The collaboration worked so well that the group went on to play at the 2009 Penny Arcade Expo alongside acts like Jonathan Coulton and MC Frontalot. “PAX was just kind of a monster,” Henry says. “I mean, it was just huge in scale, and being on a stage that big and in front of so many people, it was the kind of thing where it’s epic, but at the same time there isn’t as much of a personal connection with the audience compared to something like MAGFest, where you’re right in people’s faces. They were both pretty grand for completely different reasons.”

And in yet another milestone, the band recently released Varia Suite, a full album of Metroid Metal music with better production and more lively performances than Henry’s solo work.
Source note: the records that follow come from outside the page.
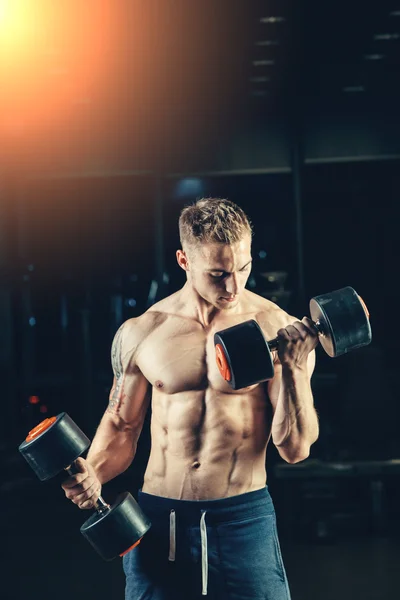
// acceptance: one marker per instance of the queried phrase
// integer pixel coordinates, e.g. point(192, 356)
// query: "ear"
point(183, 260)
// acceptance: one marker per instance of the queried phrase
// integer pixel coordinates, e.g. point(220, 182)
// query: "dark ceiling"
point(190, 69)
You can stream all 14 tracks for free or download the full album for $8.

Fans of Henry’s music have plenty more to look forward to in 2010. “I just recently got invited to do some work for an upcoming game soundtrack, an indie soundtrack,” Henry says. “Something small, nothing huge, but something that I’ve thought about doing for a while.” Decidedly less small was the news that Metroid Metal will be playing at the inaugural PAX East in Boston this March, fresh on the heels of their performance at MAGFest 8 last weekend. And with their live shows getting more frequent, fans are only getting hungrier for more. “I’m getting all kinds of weird requests for like certain bosses from Metroid Prime 3,” he says, “and I don’t even remember some of that music.” Ah, well. Beats hearing “Freebird!”